Cartilha vai esclarecer dúvidas do agricultor familiar sobre a DAP

Segundo o deputado Ademir Camilo, o objetivo do documento é facilitar a vida do produtor que recorre ao crédito do Pronaf.

01/09/2015 às 13:09:00 | 214 visualizações

Em audiência pública na Comissão de Trabalho, Administração e Serviço Público, que discutiu a formulação da cartilha de esclarecimento sobre a Declaração de Aptidão (DAP) ao Programa Nacional de Fortalecimento da Agricultura Familiar (Pronaf), o deputado Ademir Camilo (PROS-MG) ressaltou a importância do documento para os agricultores. "A DAP facilita e direciona a inclusão social e econômica do homem na agricultura familiar, bem como o fortalecimento da sucessão da juventude rural”, afirmou o parlamentar, que solicitou o debate.

A declaração é a comprovação de enquadramento do agricultor como pequeno produtor. É indispensável para acesso a políticas públicas como o Pronaf. “Nosso objetivo com a cartilha é esclarecer e tirar dúvidas para que o produtor possa recorrer ao crédito do programa sem ter problemas”, informou Camilo. 

O representante do Ministério do Desenvolvimento Agrário (MDA), Luiz Humberto da Silva, explicou que a DAP, desde que surgiu, já passou por algumas reformulações e que continua sendo aprimorada. “Em 1995, a declaração era feita a mão, a partir de 2000 esse registro passou a ser feito por meio de um formulário específico disponibilizado pelo ministério, mas reconhecemos que ainda é preciso evoluir muito”, comentou. Luiz Humberto destacou a iniciativa de alguns estados de desenvolverem sistemas autônomos, reconhecidos pelo MDA, para emissão do documento. “Depois chegamos a disponibilizar esses programas para outros estados”, disse.
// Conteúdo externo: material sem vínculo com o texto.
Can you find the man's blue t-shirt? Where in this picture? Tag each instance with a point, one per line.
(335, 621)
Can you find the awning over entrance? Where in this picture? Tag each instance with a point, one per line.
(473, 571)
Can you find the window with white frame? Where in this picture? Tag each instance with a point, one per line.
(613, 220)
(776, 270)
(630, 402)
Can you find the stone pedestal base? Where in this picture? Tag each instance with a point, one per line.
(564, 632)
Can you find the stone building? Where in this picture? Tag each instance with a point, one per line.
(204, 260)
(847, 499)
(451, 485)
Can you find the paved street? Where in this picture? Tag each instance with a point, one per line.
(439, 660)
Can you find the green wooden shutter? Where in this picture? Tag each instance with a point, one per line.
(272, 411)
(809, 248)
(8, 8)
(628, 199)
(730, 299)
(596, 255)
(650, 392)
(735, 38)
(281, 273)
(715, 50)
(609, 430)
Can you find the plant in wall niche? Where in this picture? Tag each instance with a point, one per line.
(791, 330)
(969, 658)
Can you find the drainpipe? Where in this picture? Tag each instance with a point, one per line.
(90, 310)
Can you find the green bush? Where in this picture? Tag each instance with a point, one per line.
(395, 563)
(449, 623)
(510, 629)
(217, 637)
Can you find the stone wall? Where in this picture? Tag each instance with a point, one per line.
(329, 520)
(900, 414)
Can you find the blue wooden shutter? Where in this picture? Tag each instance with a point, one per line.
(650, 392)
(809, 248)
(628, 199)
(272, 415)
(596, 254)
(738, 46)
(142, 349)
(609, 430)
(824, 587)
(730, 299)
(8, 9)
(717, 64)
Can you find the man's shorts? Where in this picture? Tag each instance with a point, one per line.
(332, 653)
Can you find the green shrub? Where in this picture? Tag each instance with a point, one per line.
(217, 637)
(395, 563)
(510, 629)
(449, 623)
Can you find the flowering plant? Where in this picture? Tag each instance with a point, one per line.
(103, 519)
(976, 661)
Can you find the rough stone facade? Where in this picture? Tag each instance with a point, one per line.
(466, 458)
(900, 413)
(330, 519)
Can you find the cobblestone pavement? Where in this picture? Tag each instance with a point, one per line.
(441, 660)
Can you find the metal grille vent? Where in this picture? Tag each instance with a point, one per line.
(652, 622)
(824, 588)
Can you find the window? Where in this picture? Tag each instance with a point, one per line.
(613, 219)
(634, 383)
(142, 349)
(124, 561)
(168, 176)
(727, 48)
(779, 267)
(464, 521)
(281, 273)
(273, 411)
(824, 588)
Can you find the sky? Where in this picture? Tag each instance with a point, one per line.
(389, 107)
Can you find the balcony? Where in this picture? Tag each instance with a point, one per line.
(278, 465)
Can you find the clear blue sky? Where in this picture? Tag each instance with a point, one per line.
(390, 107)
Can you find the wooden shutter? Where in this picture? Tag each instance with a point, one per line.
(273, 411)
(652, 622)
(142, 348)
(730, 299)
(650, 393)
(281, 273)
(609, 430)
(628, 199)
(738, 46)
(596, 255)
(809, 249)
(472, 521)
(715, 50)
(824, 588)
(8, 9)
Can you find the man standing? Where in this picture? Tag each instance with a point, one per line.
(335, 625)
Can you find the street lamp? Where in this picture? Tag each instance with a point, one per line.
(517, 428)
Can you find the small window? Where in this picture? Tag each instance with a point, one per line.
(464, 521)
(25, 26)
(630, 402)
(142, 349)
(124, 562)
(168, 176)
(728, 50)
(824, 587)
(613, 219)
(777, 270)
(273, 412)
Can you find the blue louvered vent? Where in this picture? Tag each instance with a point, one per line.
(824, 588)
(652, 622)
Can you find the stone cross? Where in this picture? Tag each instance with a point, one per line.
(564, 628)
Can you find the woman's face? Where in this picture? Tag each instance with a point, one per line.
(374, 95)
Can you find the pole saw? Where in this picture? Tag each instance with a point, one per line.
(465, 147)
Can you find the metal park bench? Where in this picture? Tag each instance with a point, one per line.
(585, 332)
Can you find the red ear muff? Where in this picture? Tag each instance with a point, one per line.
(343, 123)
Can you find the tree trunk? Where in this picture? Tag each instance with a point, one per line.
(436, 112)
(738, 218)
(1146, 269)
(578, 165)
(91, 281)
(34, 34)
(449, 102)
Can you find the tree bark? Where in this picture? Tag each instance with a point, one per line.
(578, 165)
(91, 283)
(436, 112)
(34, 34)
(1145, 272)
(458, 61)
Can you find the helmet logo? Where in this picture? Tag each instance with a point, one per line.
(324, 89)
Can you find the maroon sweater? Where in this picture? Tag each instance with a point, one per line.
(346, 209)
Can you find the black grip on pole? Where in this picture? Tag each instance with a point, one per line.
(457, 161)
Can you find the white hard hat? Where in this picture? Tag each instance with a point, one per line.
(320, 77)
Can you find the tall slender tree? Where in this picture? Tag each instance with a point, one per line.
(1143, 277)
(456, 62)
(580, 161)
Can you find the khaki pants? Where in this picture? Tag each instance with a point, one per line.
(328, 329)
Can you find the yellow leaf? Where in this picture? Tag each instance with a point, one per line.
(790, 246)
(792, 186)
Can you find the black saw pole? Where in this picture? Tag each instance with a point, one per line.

Em relação ao papel do Banco Central (Bacen) na liberação de crédito junto aos agentes financeiros, o chefe do Departamento de Regulação, Supervisão e Controle das Operações do Crédito Rural e Proagro do banco, José Angelo Mazzillo Junior, esclareceu que cabe ao Bacen apenas a conferência entre a base de dados encaminhada pelo MDA, contendo o nome dos agricultores familiares, e as informações repassadas pelo agente financeiro. “O produtor vai até o banco e presta informações para poder ter acesso ao Pronaf, incluindo o número da DAP. O Bacen vê a pretensão de crédito, vai até a tabela que o MDA manda diariamente e faz uma conferência. Se todas as informações forem aprovadas, o crédito é liberado”, explicou.

Segundo Mazzillo, quando se verifica algum erro na transação, o processo é cancelado, prejudicando todos os envolvidos. “A desclassificação da operação é um risco para o produtor e pode levar ao questionamento da eficiência do Pronaf. É por isso que considero bastante relevante a produção de uma cartilha que esclareça não apenas o produtor, como o próprio agente financeiro”. Para ele, a cartilha precisa deixar clara a finalidade, a quem se destina e de que formas o produtor pode ter acesso ao Pronaf.

Na avaliação do assessor de Política Agrícola da Confederação Nacional dos Trabalhadores na Agricultura (Contag), Paulo de Oliveira Poleze, os agentes financeiros precisam auxiliar no esclarecimento das dúvidas dos agricultores. “Não podemos deixar que uma exigência seja encarada como uma dificuldade para o acesso ao crédito. É preciso evoluir para um cadastro que efetivamente contemple todos aqueles que produzem e levam os alimentos para a casa dos brasileiros”, ponderou.  

O deputado Uldurico Junior (PTC-BA) ressaltou que o debate sobre a declaração precisa ser mantida e que é preciso encontrar medidas que assegurem a credibilidade do documento. “A DAP é uma grande oportunidade para aqueles produtores saírem do zero, que querem plantar e sobreviver disso. É preciso aumentar a fiscalização para que um grande número de declarações possa ser emitido com segurança”, afirmou.